Logical Asset Security
- Basic Security Principles
- Data Management: Determine and Maintain Ownership
- Data Standards
- Data Security, Protection, Sharing, and Dissemination
- Classifying Information and Supporting Assets
- Asset Management and Governance
- Determine Data Security Controls
- Laws, Standards, Mandates and Resources
- Exam Prep Questions
- Answers to Exam Prep Questions
- Need to Know More?
In this chapter from CISSP Exam Cram, 4th Edition, Michael Gregg explains the importance of basic security principles that help protect data while it is in transit, in storage, and at rest.
Asset security addresses the controls needed to protect data throughout its lifecycle.

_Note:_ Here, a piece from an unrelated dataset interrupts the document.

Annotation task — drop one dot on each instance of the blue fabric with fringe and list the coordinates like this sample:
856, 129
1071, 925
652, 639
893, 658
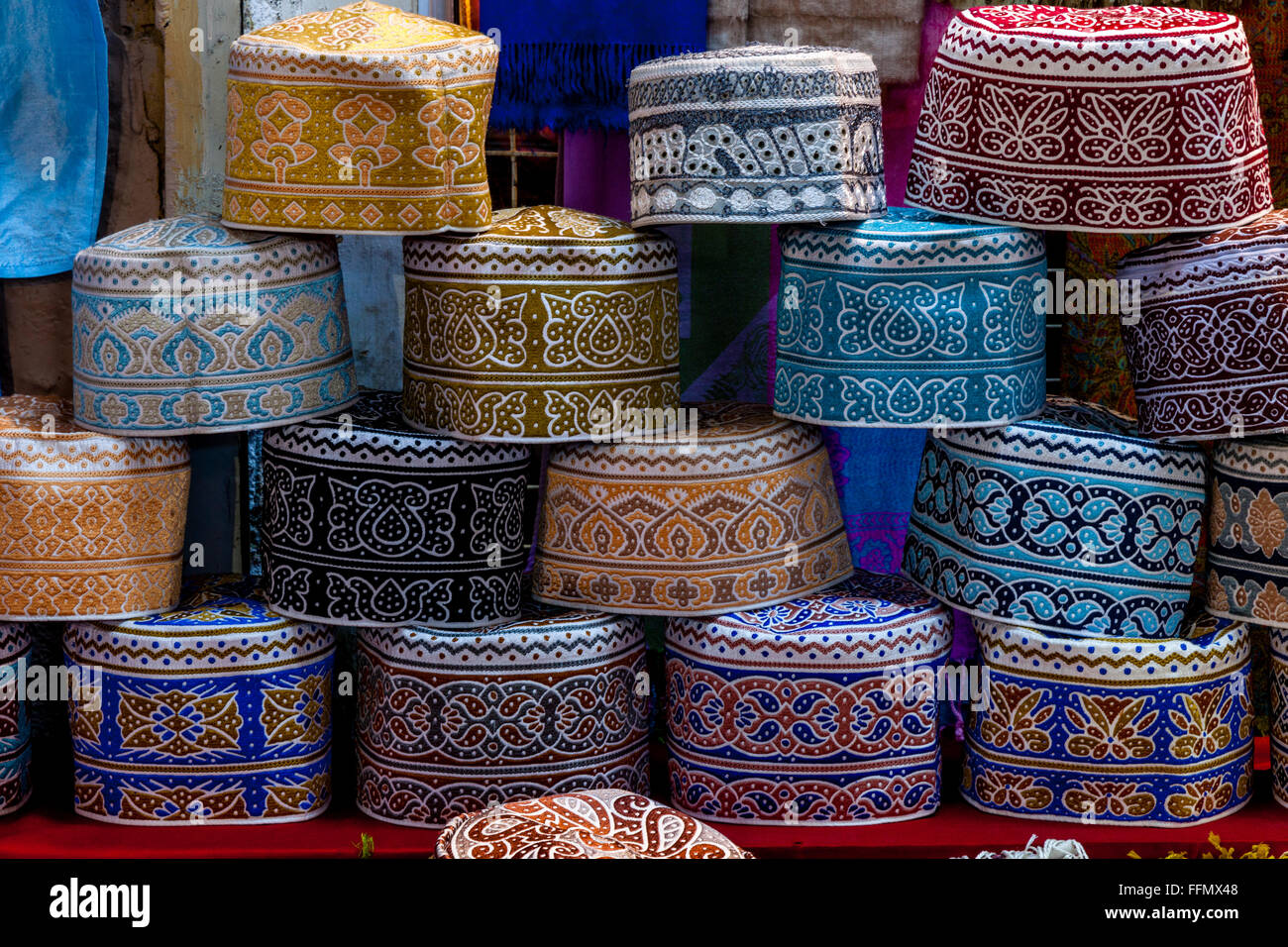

From the point of creation to the end of its life, data protection controls must be implemented to ensure that information is adequately protected during each life cycle phase. This chapter starts by reviewing the basic security principles of confidentiality, integrity, and availability and moves on to data management and governance.
A CISSP must know the importance of data security and how to protect it while it is in transit, in storage, and at rest. A CISSP must understand that protection of data is much more important today than it was ten to fifteen years ago because data is no longer in just a paper form. Today, data can be found on local systems, RAID arrays, or even in the cloud. Regardless of where the data is stored it must have adequate protection and be properly disposed of at the end of its useful life.